Dallas Fed President Laurie Logan also said she does not support another rate cut in December. He said he would need “compelling evidence” of accelerating inflation and “more than modest cooling” in the labor market before supporting further cuts.
These comments highlight just how divided the Fed currently is.
Fed meets banks as liquidity tightens
New York Fed President John Williams met with major Wall Street banks this week to discuss the central bank’s Standing Repurchase Facility (SRF) amid signs that market liquidity is tightening.
Mr. Williams convened the Fed’s primary dealers to consider the purpose of the SRF as a monetary policy tool and gather feedback on how to maintain interest rate control effectiveness.
The SRF is designed to allow eligible financial institutions to quickly convert U.S. Treasuries into cash when market liquidity becomes tight. Despite being created in 2021, it was rarely used until recently. The increase in activity in late October drew attention, but the activity was still lower than most expected.
Some Fed officials were concerned about why companies would choose to borrow in the market at higher rates than the Fed offers.
Will the Federal Reserve restructure first?
Looking ahead, there is a possibility that the Federal Reserve itself will undergo major changes next year.
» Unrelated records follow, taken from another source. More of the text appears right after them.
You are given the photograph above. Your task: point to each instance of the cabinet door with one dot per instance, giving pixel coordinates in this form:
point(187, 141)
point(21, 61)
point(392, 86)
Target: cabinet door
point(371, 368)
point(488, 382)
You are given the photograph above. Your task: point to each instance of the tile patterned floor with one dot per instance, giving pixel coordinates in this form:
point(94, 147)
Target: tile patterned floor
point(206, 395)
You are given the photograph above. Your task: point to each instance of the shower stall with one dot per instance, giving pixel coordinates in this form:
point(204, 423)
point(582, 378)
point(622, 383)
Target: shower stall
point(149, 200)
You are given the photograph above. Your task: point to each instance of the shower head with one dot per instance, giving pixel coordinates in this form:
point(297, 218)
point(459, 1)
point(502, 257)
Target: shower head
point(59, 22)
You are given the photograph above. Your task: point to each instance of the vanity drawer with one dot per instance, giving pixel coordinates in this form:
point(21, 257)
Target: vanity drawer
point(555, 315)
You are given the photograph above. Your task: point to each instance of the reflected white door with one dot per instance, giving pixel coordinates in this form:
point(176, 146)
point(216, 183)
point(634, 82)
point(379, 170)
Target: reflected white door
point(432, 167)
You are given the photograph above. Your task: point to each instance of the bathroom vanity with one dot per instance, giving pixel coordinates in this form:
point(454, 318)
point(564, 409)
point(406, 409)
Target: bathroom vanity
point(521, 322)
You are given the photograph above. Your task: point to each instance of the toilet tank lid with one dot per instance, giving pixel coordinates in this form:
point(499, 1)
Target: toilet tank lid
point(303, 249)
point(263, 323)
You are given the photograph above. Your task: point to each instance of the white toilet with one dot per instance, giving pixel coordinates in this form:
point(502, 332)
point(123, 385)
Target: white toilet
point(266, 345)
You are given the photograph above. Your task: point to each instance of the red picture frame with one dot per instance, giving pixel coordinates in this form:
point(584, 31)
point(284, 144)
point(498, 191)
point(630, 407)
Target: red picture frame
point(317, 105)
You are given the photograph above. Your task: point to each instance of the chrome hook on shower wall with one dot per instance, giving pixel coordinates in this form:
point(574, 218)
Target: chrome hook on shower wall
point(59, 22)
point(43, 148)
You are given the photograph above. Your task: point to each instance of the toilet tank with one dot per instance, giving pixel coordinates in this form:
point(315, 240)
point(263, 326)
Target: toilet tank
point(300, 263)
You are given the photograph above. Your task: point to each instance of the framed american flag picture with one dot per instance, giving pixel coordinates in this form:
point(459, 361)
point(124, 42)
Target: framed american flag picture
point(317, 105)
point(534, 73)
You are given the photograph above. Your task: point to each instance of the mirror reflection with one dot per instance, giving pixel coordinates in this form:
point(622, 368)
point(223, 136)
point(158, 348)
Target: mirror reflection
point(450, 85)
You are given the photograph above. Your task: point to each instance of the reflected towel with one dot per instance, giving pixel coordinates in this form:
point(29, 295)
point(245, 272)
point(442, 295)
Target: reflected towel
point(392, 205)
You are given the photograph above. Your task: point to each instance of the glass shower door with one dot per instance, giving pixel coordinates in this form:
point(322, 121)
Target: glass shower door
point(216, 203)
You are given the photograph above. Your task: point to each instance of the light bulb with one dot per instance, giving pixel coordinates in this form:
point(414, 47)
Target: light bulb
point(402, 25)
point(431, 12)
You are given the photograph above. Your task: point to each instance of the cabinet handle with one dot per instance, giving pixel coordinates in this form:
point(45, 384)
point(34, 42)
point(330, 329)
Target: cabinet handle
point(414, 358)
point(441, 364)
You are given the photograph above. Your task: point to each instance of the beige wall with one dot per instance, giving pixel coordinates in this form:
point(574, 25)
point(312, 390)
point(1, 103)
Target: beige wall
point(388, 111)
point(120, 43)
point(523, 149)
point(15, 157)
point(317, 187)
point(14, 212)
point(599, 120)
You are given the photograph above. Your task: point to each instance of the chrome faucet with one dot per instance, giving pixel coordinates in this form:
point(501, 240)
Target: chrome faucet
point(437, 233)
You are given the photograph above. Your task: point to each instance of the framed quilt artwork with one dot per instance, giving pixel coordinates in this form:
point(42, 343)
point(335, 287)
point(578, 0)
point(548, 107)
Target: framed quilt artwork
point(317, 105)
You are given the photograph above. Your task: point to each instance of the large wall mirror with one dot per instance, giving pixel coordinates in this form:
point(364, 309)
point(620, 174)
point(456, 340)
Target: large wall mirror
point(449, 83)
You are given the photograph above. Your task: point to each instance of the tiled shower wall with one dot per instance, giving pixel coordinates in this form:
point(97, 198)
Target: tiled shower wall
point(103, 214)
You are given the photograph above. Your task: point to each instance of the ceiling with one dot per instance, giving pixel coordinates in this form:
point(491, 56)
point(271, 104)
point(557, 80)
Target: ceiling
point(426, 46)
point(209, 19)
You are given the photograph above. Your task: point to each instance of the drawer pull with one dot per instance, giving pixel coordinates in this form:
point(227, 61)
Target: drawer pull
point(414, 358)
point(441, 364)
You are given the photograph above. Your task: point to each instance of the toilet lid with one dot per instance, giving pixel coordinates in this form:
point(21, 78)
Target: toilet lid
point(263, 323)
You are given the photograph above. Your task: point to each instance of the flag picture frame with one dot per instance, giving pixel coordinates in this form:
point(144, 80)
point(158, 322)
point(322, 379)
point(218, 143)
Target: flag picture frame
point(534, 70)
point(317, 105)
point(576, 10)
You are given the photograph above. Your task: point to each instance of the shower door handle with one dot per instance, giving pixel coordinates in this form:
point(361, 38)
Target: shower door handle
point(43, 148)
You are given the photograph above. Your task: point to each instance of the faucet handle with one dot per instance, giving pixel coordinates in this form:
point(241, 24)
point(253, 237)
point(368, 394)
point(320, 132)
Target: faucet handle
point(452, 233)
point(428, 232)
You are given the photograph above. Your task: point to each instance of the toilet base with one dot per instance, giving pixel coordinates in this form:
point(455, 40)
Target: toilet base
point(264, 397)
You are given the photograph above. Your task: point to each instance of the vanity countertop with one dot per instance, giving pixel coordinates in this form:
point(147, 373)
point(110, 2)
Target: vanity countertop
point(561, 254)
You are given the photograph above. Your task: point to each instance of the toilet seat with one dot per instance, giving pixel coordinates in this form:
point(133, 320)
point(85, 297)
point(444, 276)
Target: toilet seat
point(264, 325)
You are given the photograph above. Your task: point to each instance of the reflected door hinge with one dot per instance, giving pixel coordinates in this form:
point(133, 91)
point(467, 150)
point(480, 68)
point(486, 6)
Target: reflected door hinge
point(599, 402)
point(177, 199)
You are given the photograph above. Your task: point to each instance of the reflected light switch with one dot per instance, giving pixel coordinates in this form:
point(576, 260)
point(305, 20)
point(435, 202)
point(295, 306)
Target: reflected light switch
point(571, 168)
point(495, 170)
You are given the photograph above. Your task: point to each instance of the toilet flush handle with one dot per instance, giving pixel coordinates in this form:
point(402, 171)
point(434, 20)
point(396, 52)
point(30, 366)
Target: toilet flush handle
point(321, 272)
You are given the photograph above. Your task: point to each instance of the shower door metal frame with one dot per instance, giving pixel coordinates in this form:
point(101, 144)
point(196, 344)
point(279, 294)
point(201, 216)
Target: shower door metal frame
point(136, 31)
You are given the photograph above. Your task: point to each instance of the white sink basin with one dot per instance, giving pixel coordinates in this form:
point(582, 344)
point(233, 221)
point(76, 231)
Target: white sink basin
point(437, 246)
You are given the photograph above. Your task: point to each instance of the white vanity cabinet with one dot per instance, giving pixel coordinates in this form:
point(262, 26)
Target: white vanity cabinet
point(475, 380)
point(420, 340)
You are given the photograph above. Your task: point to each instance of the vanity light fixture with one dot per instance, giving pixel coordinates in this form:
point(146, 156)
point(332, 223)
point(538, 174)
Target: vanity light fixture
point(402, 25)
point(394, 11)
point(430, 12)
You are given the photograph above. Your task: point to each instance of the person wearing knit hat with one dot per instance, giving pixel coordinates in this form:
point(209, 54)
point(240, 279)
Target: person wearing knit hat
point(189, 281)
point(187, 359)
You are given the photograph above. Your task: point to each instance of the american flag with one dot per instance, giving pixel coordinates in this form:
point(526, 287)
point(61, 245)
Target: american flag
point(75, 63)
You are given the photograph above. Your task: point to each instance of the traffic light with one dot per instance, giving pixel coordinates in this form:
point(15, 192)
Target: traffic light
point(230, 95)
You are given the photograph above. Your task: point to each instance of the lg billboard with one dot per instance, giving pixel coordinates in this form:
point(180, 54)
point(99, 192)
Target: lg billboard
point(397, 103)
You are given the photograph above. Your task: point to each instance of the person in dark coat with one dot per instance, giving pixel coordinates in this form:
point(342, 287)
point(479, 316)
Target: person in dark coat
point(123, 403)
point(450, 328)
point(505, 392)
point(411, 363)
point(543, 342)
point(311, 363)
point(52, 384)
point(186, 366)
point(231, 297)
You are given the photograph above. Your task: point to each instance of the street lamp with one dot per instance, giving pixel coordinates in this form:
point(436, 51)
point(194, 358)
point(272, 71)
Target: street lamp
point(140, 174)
Atlanta Fed President Rafael Bostic is set to step down early next year, giving President Trump a new opportunity to influence the committee. Mr. Powell’s term ends in May, and the Supreme Court’s decision allowing the president to fire Fed Director Lisa Cook could bring about another change.
However, several regional Fed presidents are scheduled to take turns on the committee next year, many of them hawkish.
For now, uncertainty remains, with investors watching closely to see whether the Fed will cut rates or leave them unchanged in December.
Impact on the virtual currency market
Lower interest rates are typically bullish for risky assets such as cryptocurrencies, as lower interest rates mean increased liquidity and higher risk appetite. However, failure to cut rates at the next meeting could cause stocks and cryptocurrencies to plummet, adding to the pressure on an already fragile market.